Hattingen. Die Kirmes in Niederwenigern startet heute. Im Jahr 1707 wollten Händler plötzlich keine Abgaben an den Pastor leisten.

  • Nach der Domsanierung hat die Kirmes rund um den Dom wieder mehr Platz
  • Mehr Schausteller als im Vorjahr bei der Kirmes zum Patronatsfest dabei
  • Damals begann der Königliche Hattinger Rentmeister zu kassieren

Sie hat nach Ende der Domsanierung wieder mehr Platz: die Kirmes in Niederwenigern. Wenn sie heute um 14 Uhr startet (offizielle Eröffnung: 17 Uhr), dann mit vier Ständen mehr als noch 2016. Über 50 sind es.

Für das Trampolin ist wieder Platz, sagt Veranstalter und Schausteller Andreas Alexius: „Neu dabei sind Big Wave, ein kleiner fliegender Teppich, die Kartoffel-Factory und ungarische Spezialitäten.“ Am Samstag gegen 22 Uhr gibt’s – wie immer – ein Höhenfeuerwerk. Am Sonntag um 11 Uhr beginnt das Patronatsfest mit Mauritiusprozession. Parallel zum Gottesdienst findet eine Kinderkirche in der Krankenhaus-Kapelle statt. Kinder können als Römer verkleidet die Prozession bereichern.

Kirmes kommt von Kirchmess

Mit Schmunzeln sagt Pastor Mirco Quint, dass es sich bei der Kirmes um eine „kirchliche Tradition“ handelt. „Das Wort Kirmes ist die Kurzform von Kirchmess. An vielen historischen Orten wurde zum Patronatsfest jährlich ein Jahrmarkt (heute Kirmes) veranstaltet. Nur an wenigen Orten ist diese Tradition erhalten geblieben.“ Zur Kirmes werden seit Beginn an die Reliquien des Heiligen Mauritius und seiner Gefährten aus dem Mauritiusdom durchs Dorf getragen.

Kirmes in Niederwenigern rund um den Dom im Jahr 2016.
Kirmes in Niederwenigern rund um den Dom im Jahr 2016. © Hans Blossey

Gebühren von den Schaustellern bekommt die Kirche heute nicht mehr.
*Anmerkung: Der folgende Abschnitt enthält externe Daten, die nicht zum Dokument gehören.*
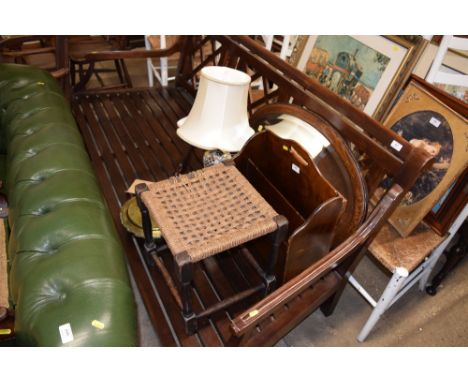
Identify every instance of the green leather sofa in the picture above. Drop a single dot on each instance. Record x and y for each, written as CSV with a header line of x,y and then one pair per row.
x,y
66,264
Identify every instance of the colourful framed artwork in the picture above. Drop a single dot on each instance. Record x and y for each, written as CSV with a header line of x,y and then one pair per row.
x,y
447,208
425,121
368,71
458,91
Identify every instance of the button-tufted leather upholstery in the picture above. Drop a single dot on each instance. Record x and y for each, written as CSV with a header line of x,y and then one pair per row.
x,y
66,264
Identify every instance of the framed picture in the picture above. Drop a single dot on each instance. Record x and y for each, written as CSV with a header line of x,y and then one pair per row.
x,y
368,71
424,121
459,91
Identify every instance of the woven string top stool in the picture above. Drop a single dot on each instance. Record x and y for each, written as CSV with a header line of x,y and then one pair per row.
x,y
201,214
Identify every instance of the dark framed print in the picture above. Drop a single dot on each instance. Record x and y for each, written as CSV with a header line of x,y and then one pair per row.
x,y
425,121
367,71
449,206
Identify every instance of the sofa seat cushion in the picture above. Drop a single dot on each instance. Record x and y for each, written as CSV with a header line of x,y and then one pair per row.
x,y
66,263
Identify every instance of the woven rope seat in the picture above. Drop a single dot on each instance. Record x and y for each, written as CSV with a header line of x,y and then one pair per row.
x,y
208,211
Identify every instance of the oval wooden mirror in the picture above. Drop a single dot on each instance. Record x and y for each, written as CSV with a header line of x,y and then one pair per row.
x,y
329,152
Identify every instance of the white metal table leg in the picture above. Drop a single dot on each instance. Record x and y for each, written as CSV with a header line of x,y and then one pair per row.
x,y
396,283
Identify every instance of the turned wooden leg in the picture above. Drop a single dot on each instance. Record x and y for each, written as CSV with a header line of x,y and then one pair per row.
x,y
150,245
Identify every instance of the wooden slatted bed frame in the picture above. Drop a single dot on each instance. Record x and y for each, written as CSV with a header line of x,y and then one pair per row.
x,y
130,133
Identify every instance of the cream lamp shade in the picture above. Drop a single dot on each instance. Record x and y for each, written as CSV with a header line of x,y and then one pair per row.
x,y
297,130
218,118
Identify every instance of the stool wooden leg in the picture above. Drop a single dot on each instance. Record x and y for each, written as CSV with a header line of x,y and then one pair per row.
x,y
150,245
183,265
277,238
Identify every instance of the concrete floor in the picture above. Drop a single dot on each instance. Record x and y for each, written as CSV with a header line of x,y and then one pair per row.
x,y
417,319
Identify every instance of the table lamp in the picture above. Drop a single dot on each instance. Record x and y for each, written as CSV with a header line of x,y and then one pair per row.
x,y
218,118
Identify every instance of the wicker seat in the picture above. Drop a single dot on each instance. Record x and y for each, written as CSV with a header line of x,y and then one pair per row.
x,y
202,214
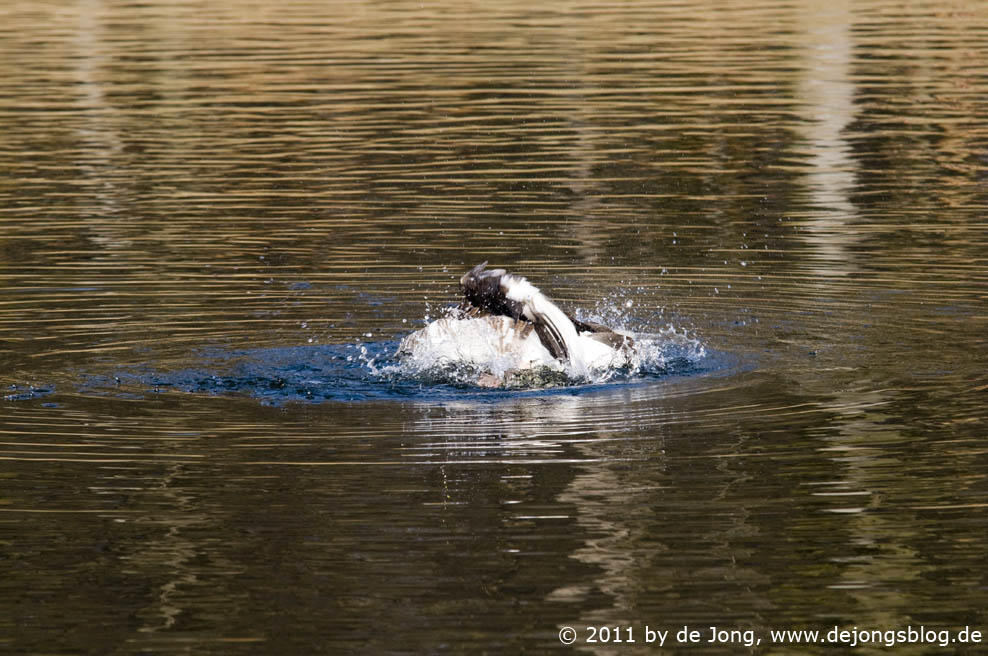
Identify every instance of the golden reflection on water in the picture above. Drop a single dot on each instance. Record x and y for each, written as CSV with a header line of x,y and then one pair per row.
x,y
802,188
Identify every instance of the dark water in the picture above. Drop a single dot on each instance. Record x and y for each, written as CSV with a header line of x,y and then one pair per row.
x,y
217,219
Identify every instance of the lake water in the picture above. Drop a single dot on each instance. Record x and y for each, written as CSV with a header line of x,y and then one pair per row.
x,y
217,219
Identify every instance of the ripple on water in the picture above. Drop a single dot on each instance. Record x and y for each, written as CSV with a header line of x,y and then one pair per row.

Das war mal anders. Dieter Bonnekamp vom Heimat- und Burgverein Essen-Burgaltendorf hat herausgefunden, dass es vor 310 Jahren, also 1707, Zoff auf der Wennischen Kirmes gab.

Brief an den Kurfürsten von Brandenburg

„Damals boten Krämer Waren wie Nadeln, Riemen, Wasser, Lindt, Litzen, Band anlässlich des Patronatsfestes an“, sagt Bonnekamp – immer mit Erlaubnis des Pastors auf dem Kirchhof. Dafür „hat der Pastor Waren in geringem Umfang erhalten, so auch noch 1703“. Doch, zitiert Bonnekamp aus einem Beschwerdebrief des Pastors Melchior Schmidt an den Kurfürsten von Brandenburg, der als Graf von der Mark auch Landesherr in Niederwenigern war, schon seit 1706 weigerten sich einige Händler, dem Pastor etwas zu geben. Denn: Der Königliche Hattinger Rentmeister erhob „im staatlichen Interesse Standgeld“, forderte, dem Pastor nichts zu geben.

Der ärgerte sich außerdem bei der Rückkehr von einer Reise 1707, dass viele Krämer ihre Waren über die Gräber hinweg ausgestellt hätten, die Prozession sei erschwert, Gewänder der Prozessionsteilnehmer seien beschädigt, Gräber zertreten, der Gottesdienst durch Toben und Wüten nach „Branntwein-saufen“ gestört worden. Seine Forderung im Brief: Für den Jahrmarkt einen Platz außerhalb des Kirchengeländes zu finden. Heute steigt die Kirmes immer rund um den Dom. Und Standgebühren gehen allein – an die Stadt.